Dover House, the London headquarters of the Scotland Office, is at 66 Whitehall. The core of the current building was built, from 1754 to 1758, by James Paine, a leading Palladian architect, for Sir Matthew Featherstonehaugh MP. Paine published his designs for the main house and the two side storeys in his 'Plans, Elevations and Sections of Noblemen and Gentlemen's Houses', a manifesto for British architecture in contradistinction to ancient and continental models.
In 1788 the house was acquired by Frederick, Duke of York, second son of George III. The Duke appointed Henry Holland to remodel the house. Holland was heavily influenced both by contemporary French neo-classical architecture and by recent studies of ancient Greek architecture. He designed the elegant rotunda, built in what had been the courtyard in front of Paine's house, and the Whitehall façade with its Ionic portico. Holland also designed the suite of rooms on the ground floor of Paine's house; the central room is an important survival of painted decoration in an Etruscan or Raphaelesque style.

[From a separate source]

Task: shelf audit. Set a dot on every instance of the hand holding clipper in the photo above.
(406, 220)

After the Duke of York the house was occupied by the Melbourne family, including Lord Melbourne (Prime Minister 1834, 1835 - 1841) and his wife Lady Caroline Lamb. From 1830 the house was leased by Agar Ellis, first Lord Dover. The first floor rooms were subject to further alteration during this period; some of the work has been attributed to J P Gandy Deering.
The building became the Scottish Office in 1885. For a period during the Second World War it was used as the London headquarters of General Montgomery. Since 1999 it has been the London headquarters of the Scotland Office and the Office of the Advocate General for Scotland.